Pending review of an environmental audit and federal approval, developers plan to build a 470-bed student apartment building on a triangle of land immediately north of North Avenue and west of the Milwaukee River, currently owned by Milwaukee County. This land would be “swapped” for a slice of privately owned land vital to the completion of the Beerline Trail along the west side of the river.

Property owner Readco and its partner Direct Development, Inc. showed preliminary site plans and a project rendering of the 6-story, U-shaped building at a meeting of the Riverwest Neighborhood Association (RNA) held Feb. 14 in the Gordon Park Pavilion.

The proposed 140,000 square foot structure is one building with three wings connected by glass-enclosed walkways. Its relative height would match the surrounding building heights, because the elevation of its foundation would be below Humboldt Avenue. An extant tree line would remain between the building and the river, partially masking the façade as viewed from the east on North Avenue.

The structure is tentatively designed to have 126 apartments for University of Wisconsin-Milwaukee students and 75 underground parking spaces, said Todd Davies, vice president of Direct Development.

Milwaukee’s Epstein Uhen is the lead architect, in collaboration with the Baltimore-based Design Collective, Inc., brought in because Direct Development’s partner, Capstone, has worked with them before with success, Davies said. They also bring extensive student housing experience to the table.

Chris Johns, co-chair of the RNA Development Committee, anticipates access to more specific plans by early March, after an environmental audit of the county parcel is reviewed by the Wisconsin Department of Natural Resources (DNR). These plans will be shown to the neighborhood at a meeting to be announced.

Student Housing Demand

The Readco proposal would provide much needed additional university housing, said Scott Peak, UWM director of university housing.“The demand that’s out there now is significant,” Peak said. “This [development] just happened upon us and it really makes a lot of sense.”

Peak said he will have to turn away 1,500 students from campus housing this year, and even with next fall’s addition of the Kenilworth Building’s 374 new beds, UWM’s housing capacity will be 3,100. The university serves approximately 28,000 undergraduates and graduate students.

So 470 new beds would make a significant impact.

Peak also sees the opportunity to create a “live/learn environment” in the proposed building, with classroom space and instructor offi ces on the first floor.
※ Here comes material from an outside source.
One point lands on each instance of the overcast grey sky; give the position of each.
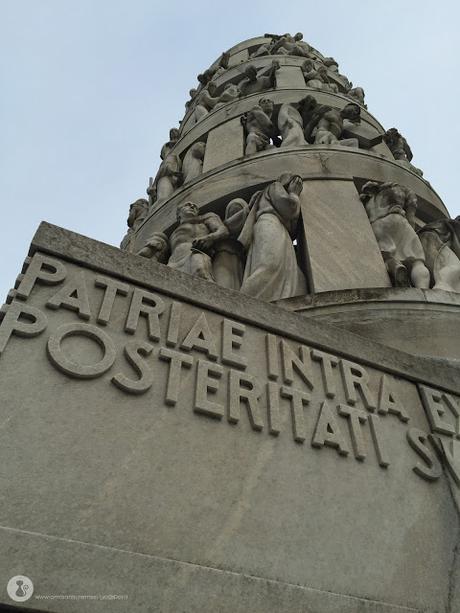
(90, 89)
Classroom space might be accessible for public events such as Saturday morning workshops, though Peak said the university’s discussion has not yet extended that far. UWM would provide students with shuttle service to and from the apartment, which would only have one street egress point – off North Avenue. Peak said students would be encouraged to take advantage of the university’s vans and public transit. He said the university has not yet determined any policy regarding students having cars at the proposed apartment.

District 3 Alderman Michael D’Amato said students who choose to live in Riverwest bring vitality, stability, and money into the neighborhood. He’s optimistic about the proposal but reserving judgment.

“I think the concept can work,” D’Amato said in January. “I think the area needs to be developed in a way that’s integrated into the rest of the neighborhood.”

The student housing proposal would be the first phase of development. Readco, which has an option to purchase the city ward yard west of the proposed student housing site, also has plans to develop its nearby properties into mixed use and condo developments, but these plans are less specific than the student housing proposal at this time.

Before it will consider the student housing proposal, “the city of Milwaukee is requiring us to come to them with a general development plan for the site, and that will lock us in for what we are allowed to develop on it,” Davies said.